Lisbeth Salander (Claire Foy), sang gadis bertato naga itu kembali beraksi dalam sekuel "The Girl in the Spider's Web", lanjutan film pertama "The Girl with Dragon Tattoo" pada tahun 2011.
Lisbeth sebagai peretas andal tidak lagi terlibat dalam upaya memecahkan kasus pembunuhan, namun turun gunung menuntaskan kasus pelik yang melibatkan agen-agen rahasia internasional yang berebut program canggih bernama Firefall.
Lisbeth harus melindungi seorang pakar information technology atau IT bernama Frans Balder (Stephen Merchant) dan putranya August (Christopher Convery) yang menciptakan Firefall.
Kendati sudah menaruh semua kamera pengintai, toh Lisbeth gagal melindungi nyawa Frans Balder yang tewas di tangan seorang antek mafia Rusia bernama Jan Holtser (Claes Bang).
Walaupun gagal melindungi Balder, Lisbeth dengan kemampuan sebagai peretas berhasil menyelamatkan August.
Saat menyelamatkan August, Lisbeth terkejut bahwa dalang di balik perebutan Firefall adalah adiknya sendiri Camilla Salander (Sylvia Hoeks) yang mewarisi kepemimpinan mafia Rusia dari ayahnya.
Camilla dikenal memiliki kepribadian sociopath, juga sangat ahli dalam menyusun permainan intrik tingkat tinggi seperti jaring laba-laba demi ambisi serta trauma masa lalunya.

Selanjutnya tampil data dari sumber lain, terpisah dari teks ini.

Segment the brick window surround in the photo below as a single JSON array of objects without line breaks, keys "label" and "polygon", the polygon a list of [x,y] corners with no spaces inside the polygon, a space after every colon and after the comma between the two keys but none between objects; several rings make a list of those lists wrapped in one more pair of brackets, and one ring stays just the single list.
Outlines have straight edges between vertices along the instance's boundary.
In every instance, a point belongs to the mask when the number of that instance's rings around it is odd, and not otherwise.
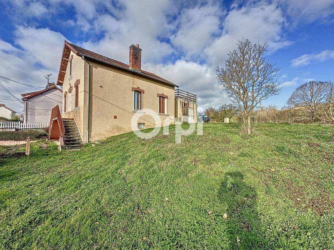
[{"label": "brick window surround", "polygon": [[157,96],[159,98],[159,114],[165,114],[166,107],[165,106],[165,101],[168,99],[168,96],[162,94],[157,94]]},{"label": "brick window surround", "polygon": [[139,87],[137,87],[137,88],[132,87],[131,88],[132,91],[136,91],[139,92],[140,94],[139,95],[139,110],[141,110],[143,109],[143,103],[142,100],[143,99],[143,94],[145,93],[145,91],[143,89],[141,89]]}]

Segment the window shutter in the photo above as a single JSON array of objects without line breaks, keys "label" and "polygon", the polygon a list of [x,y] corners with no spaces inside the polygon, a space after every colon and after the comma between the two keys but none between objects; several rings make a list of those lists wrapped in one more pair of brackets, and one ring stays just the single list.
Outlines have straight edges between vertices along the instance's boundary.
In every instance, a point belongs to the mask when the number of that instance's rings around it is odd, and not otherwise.
[{"label": "window shutter", "polygon": [[142,106],[142,95],[143,93],[141,92],[139,93],[139,108],[138,109],[140,110],[143,110],[143,107]]},{"label": "window shutter", "polygon": [[64,113],[66,113],[66,98],[67,96],[66,95],[64,96]]},{"label": "window shutter", "polygon": [[79,106],[79,86],[76,85],[75,88],[75,107]]},{"label": "window shutter", "polygon": [[162,97],[159,97],[159,113],[162,114]]},{"label": "window shutter", "polygon": [[161,97],[161,102],[162,103],[162,105],[161,106],[161,114],[165,113],[165,98],[163,97]]}]

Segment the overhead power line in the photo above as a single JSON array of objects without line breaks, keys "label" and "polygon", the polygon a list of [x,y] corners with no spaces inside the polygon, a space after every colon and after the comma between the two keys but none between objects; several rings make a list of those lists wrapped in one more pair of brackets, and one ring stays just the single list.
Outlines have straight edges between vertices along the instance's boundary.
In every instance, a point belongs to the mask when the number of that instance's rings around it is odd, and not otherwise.
[{"label": "overhead power line", "polygon": [[2,83],[1,81],[0,81],[0,86],[1,86],[1,87],[2,87],[2,88],[4,89],[5,91],[7,93],[9,94],[10,95],[12,96],[15,99],[17,99],[17,100],[19,101],[21,103],[23,103],[23,102],[22,102],[21,100],[17,98],[15,96],[13,95],[13,94],[12,93],[12,92],[11,92],[9,90],[8,90],[8,89],[5,86],[5,85],[4,85]]},{"label": "overhead power line", "polygon": [[[44,87],[40,87],[39,86],[35,86],[33,85],[31,85],[30,84],[27,84],[26,83],[23,83],[22,82],[18,82],[17,81],[15,81],[12,79],[10,79],[9,78],[7,78],[7,77],[5,77],[4,76],[0,76],[0,77],[3,78],[4,79],[6,79],[6,80],[8,80],[8,81],[11,81],[12,82],[16,82],[17,83],[19,83],[20,84],[22,84],[23,85],[25,85],[26,86],[28,86],[31,88],[33,88],[34,89],[35,89],[38,90],[39,91],[40,91],[41,90],[42,90],[43,89],[45,89]],[[39,89],[37,88],[40,88],[42,89]],[[59,95],[57,95],[57,94],[54,94],[53,93],[49,93],[49,94],[52,95],[54,95],[54,96],[59,96],[59,97],[62,98],[62,96]],[[16,98],[16,97],[15,97],[15,98]]]}]

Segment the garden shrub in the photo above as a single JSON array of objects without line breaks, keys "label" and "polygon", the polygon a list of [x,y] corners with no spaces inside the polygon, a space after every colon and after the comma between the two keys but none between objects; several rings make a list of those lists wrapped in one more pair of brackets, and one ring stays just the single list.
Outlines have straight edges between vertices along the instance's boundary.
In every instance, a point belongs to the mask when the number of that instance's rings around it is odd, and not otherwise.
[{"label": "garden shrub", "polygon": [[0,141],[25,141],[29,137],[32,141],[47,138],[47,134],[37,131],[1,131]]}]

Sadar dengan permainan intrik sang adik yang sangat berbahaya jika sampai program Firefall jatuh ke tangannya, Lisbeth pun berjuang mati-matian melindungi August dibantu rekanan lamanya, jurnalis investigasi Mikael Blomkvist (Sverrir Gudnason).
"The Girl in the Spider's Web" merupakan sekuel dari lanjutan "The Girl with Dragon Tattoo" dan menghadirkan versi berbeda baik dari film awalnya.
Tak seperti dalam film pertamanya yang cenderung berfokus pada kisah bertema detektif layaknya manga "Detective Conan", "The Girl in the Spider's Web" cenderung menghadirkan kisah intrik intelijen yang super rumit dan dipenuhi aksi seperti "Jason Bourne".
"The Girl in the Spider's Web" menonjolkan laga Lisbeth sebagai seorang hacker yang tidak hanya jago meretas sistem keamanan bandara atau mobil dari jarak jauh, namun juga mampu berkelahi serta ahli menembak layaknya seorang agen rahasia.
Film ini bisa dianggap lebih menonjolkan aksi tunggal Lisbeth, dan membuat kemampuan jurnalis Mikael Blomkvist hanya sebagai tempelan serta menjadi sosok tak berdaya dalam film tersebut.
Seperti halnya genre film agen rahasia lainnya, film ini menampilkan adegan-adegan laga klise seperti pertarungan tangan kosong dan kejar-kejaran mobil, namun dipercantik lewat peretasan teknologi canggih serta aksi sniper yang membidik targetnya menggunakan panduan global positioning satelite (GPS).
Kendati menghadirkan beragam adegan laga super canggih, sang nahkoda Fede Álvarez masih tetap mempertahankan tema utama dari adaptasi novelnya yakni kekerasan pria terhadap wanita sebagai benang merah baik dari film pertama maupun novelnya.
Ini terlihat pada sosok Camilla, seorang wanita berkepribadian sociopath yang lahir akibat penyiksaan dan kekerasan ayahnya terhadap ibu, dirinya sekaligus sang kakak Lisbeth selama bertahun-tahun.
Akting Sylvia Hoeks berhasil menghidupkan karakter Camilla yang lembut namun dingin dan bengis.
Plot cerita ini bisa dibilang sebagai jalinan intrik yang disusun secara rapih oleh Fede Alvarez, karena dalam sebuah intrik terdapat intrik yang lebih rumit lagi yang semakin menjerat penonton seperti layaknya jaring laba-laba.
"The Girl in the Spider's Web" yang dibintangi Claire Foy, Sverrir Gudnason, Sylvia Hoeks, dan sederet aktor/aktris lainnya ini siap menjerat penonton Indonesia lewat jaringan intriknya pada 28 November 2018.